= Orchestra of St John's =

English orchestra

The Orchestra of St John's is an orchestra in the United Kingdom, founded in 1967 by John Lubbock. Originally called the Orchestra of St John's Smith Square, it was originally named after St John's, Smith Square in central London.

The Orchestra has worked with British soloists including Dame Felicity Lott, Tasmin Little, John Lill. Stephen Isserlis and Stephen Kovacevich, and also aims to provide a platform for new musicians, including performers such as Julian Bliss and Chloë Hanslip. It commissions young British composers such as Toby Young.

The Orchestra has held its own music festival each year at Dorchester Abbey in Oxfordshire since 2003, and also promotes concerts in London.

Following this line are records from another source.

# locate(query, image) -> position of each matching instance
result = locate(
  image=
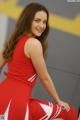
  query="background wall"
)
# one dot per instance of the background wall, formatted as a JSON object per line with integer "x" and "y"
{"x": 63, "y": 60}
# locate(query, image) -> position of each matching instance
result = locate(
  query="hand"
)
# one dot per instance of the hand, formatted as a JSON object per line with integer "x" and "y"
{"x": 64, "y": 105}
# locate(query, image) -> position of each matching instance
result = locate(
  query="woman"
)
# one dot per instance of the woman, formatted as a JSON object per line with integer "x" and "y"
{"x": 24, "y": 53}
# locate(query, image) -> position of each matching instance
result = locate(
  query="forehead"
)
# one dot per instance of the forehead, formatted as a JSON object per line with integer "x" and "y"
{"x": 41, "y": 14}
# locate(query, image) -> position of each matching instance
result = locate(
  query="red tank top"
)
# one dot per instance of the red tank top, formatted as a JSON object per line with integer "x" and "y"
{"x": 20, "y": 67}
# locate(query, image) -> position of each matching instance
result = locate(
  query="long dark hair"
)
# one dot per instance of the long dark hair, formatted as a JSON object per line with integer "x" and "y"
{"x": 23, "y": 26}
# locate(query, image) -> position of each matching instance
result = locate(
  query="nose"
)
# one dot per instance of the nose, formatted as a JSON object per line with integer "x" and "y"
{"x": 42, "y": 26}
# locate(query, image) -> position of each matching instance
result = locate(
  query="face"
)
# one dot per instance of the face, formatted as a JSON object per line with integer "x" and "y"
{"x": 39, "y": 23}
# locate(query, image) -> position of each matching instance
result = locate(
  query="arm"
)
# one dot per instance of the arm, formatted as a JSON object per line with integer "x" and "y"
{"x": 2, "y": 60}
{"x": 33, "y": 49}
{"x": 36, "y": 54}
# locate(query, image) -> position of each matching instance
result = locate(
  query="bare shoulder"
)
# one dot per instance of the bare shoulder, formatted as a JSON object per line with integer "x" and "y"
{"x": 33, "y": 42}
{"x": 32, "y": 46}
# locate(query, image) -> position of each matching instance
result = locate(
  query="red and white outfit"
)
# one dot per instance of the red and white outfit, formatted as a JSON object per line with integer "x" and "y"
{"x": 15, "y": 92}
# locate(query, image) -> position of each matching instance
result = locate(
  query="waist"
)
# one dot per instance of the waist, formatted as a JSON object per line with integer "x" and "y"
{"x": 28, "y": 80}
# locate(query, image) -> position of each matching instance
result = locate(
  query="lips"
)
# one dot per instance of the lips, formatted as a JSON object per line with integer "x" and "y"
{"x": 39, "y": 30}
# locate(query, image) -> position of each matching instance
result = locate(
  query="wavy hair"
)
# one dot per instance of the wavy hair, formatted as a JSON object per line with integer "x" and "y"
{"x": 23, "y": 26}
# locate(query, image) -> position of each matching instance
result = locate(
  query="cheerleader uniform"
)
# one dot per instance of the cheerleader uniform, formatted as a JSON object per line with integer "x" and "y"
{"x": 15, "y": 92}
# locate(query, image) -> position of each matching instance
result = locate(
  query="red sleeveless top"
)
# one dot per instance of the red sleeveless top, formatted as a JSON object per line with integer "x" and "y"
{"x": 20, "y": 67}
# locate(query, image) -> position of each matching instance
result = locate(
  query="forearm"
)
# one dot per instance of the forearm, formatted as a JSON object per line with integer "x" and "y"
{"x": 49, "y": 86}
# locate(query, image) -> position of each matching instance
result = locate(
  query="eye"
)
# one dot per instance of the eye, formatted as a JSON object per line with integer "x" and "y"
{"x": 37, "y": 20}
{"x": 45, "y": 22}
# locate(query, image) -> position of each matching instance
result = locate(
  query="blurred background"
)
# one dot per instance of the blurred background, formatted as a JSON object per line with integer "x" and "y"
{"x": 63, "y": 59}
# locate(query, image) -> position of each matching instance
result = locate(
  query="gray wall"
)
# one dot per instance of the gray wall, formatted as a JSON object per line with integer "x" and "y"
{"x": 63, "y": 60}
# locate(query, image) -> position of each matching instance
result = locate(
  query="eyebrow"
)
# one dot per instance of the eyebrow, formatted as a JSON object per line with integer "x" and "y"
{"x": 40, "y": 19}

These have included a one-hour series of early evening concerts at Cadogan Hall as well as performances at St John's, Smith Square, the South Bank Centre and regular appearances at the BBC Proms. It currently has a residency at SJE Arts, Oxford.

The orchestra has a strong sense of community and visits SEN schools around 80 days each year to perform for the children. Its Serenading Programme also brings live music to patients in hospitals throughout the Oxford area.

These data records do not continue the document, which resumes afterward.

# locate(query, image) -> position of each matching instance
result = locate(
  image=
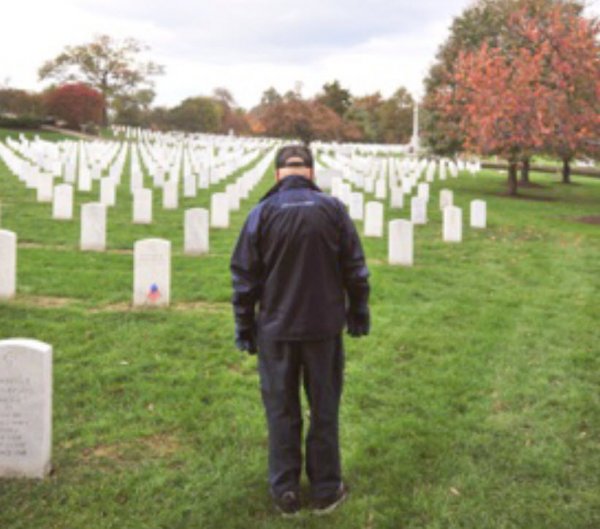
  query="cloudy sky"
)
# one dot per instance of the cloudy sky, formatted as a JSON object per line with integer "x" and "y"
{"x": 244, "y": 45}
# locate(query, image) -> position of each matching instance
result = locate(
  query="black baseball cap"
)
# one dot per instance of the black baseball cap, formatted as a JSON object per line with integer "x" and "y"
{"x": 294, "y": 151}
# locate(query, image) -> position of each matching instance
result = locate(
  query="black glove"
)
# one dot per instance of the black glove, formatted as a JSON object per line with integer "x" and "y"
{"x": 359, "y": 322}
{"x": 245, "y": 340}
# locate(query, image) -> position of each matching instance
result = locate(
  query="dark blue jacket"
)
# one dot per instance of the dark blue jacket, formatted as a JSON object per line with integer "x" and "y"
{"x": 298, "y": 256}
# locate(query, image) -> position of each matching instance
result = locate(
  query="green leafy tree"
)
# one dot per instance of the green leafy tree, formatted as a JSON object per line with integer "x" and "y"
{"x": 134, "y": 108}
{"x": 335, "y": 97}
{"x": 395, "y": 117}
{"x": 197, "y": 114}
{"x": 270, "y": 97}
{"x": 109, "y": 65}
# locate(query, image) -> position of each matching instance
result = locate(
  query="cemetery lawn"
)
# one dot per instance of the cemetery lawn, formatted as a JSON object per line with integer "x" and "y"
{"x": 474, "y": 403}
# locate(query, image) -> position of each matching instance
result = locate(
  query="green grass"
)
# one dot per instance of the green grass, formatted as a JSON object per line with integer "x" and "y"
{"x": 473, "y": 404}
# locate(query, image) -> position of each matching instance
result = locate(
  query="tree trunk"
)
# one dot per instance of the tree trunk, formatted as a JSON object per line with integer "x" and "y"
{"x": 525, "y": 171}
{"x": 512, "y": 177}
{"x": 104, "y": 115}
{"x": 566, "y": 171}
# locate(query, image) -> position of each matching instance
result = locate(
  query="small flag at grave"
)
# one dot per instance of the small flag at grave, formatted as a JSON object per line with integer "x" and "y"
{"x": 154, "y": 293}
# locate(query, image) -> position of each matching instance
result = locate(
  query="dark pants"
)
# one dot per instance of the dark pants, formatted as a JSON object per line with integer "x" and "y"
{"x": 320, "y": 365}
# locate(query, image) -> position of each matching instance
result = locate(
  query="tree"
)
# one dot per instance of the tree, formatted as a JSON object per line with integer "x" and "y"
{"x": 110, "y": 66}
{"x": 270, "y": 97}
{"x": 20, "y": 102}
{"x": 133, "y": 108}
{"x": 485, "y": 21}
{"x": 395, "y": 117}
{"x": 304, "y": 120}
{"x": 197, "y": 114}
{"x": 569, "y": 43}
{"x": 335, "y": 97}
{"x": 364, "y": 114}
{"x": 76, "y": 103}
{"x": 497, "y": 102}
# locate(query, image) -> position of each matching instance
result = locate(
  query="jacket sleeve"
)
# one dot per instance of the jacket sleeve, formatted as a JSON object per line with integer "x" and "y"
{"x": 246, "y": 272}
{"x": 354, "y": 267}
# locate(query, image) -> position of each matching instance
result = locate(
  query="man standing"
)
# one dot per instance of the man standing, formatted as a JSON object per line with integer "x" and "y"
{"x": 299, "y": 257}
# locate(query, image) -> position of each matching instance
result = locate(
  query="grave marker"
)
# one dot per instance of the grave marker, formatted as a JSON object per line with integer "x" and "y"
{"x": 25, "y": 408}
{"x": 152, "y": 272}
{"x": 400, "y": 242}
{"x": 93, "y": 227}
{"x": 8, "y": 264}
{"x": 196, "y": 231}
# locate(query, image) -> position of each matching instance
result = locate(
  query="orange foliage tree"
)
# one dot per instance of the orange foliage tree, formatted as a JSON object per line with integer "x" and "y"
{"x": 75, "y": 103}
{"x": 538, "y": 94}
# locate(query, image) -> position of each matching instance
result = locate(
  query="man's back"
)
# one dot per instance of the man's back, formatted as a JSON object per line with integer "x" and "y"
{"x": 304, "y": 251}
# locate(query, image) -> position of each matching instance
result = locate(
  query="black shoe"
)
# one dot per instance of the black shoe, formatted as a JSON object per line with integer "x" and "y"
{"x": 330, "y": 503}
{"x": 288, "y": 504}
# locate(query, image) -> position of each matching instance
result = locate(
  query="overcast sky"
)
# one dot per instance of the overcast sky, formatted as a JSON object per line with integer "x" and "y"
{"x": 243, "y": 45}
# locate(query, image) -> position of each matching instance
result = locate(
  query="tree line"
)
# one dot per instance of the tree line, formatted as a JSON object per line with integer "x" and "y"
{"x": 105, "y": 81}
{"x": 516, "y": 79}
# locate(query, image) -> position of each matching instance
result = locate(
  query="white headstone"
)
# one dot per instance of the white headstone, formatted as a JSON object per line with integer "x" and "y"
{"x": 446, "y": 198}
{"x": 374, "y": 219}
{"x": 452, "y": 230}
{"x": 381, "y": 189}
{"x": 190, "y": 186}
{"x": 142, "y": 206}
{"x": 25, "y": 408}
{"x": 152, "y": 272}
{"x": 219, "y": 210}
{"x": 62, "y": 205}
{"x": 196, "y": 231}
{"x": 108, "y": 192}
{"x": 84, "y": 182}
{"x": 8, "y": 264}
{"x": 45, "y": 187}
{"x": 356, "y": 209}
{"x": 170, "y": 195}
{"x": 478, "y": 214}
{"x": 233, "y": 192}
{"x": 397, "y": 198}
{"x": 93, "y": 227}
{"x": 418, "y": 210}
{"x": 400, "y": 242}
{"x": 423, "y": 191}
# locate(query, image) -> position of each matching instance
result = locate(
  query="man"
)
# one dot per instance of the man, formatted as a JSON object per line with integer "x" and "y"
{"x": 299, "y": 257}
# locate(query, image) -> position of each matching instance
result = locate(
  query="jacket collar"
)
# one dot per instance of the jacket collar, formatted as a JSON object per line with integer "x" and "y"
{"x": 291, "y": 182}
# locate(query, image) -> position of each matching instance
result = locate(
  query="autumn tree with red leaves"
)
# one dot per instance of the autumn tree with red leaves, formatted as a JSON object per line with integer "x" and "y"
{"x": 570, "y": 50}
{"x": 76, "y": 103}
{"x": 535, "y": 92}
{"x": 305, "y": 120}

Its My Music series started at St John's Smith Square then moved to Wigmore Hall. Celebrities talk about their lives with a soundtrack provided by the orchestra playing their favourite pieces.

The orchestra performed on the albums Kid A (2000) and Amnesiac (2001) by the rock band Radiohead, including the songs "How to Disappear Completely" and "Pyramid Song". The orchestra performed the première of Escape Velocity by Benjamin Wallfisch at the 2006 BBC Proms festival. The composer Matthew King also collaborated with the orchestra and the savant pianist Derek Paravicini on a piano concerto entitled Blue in 2011.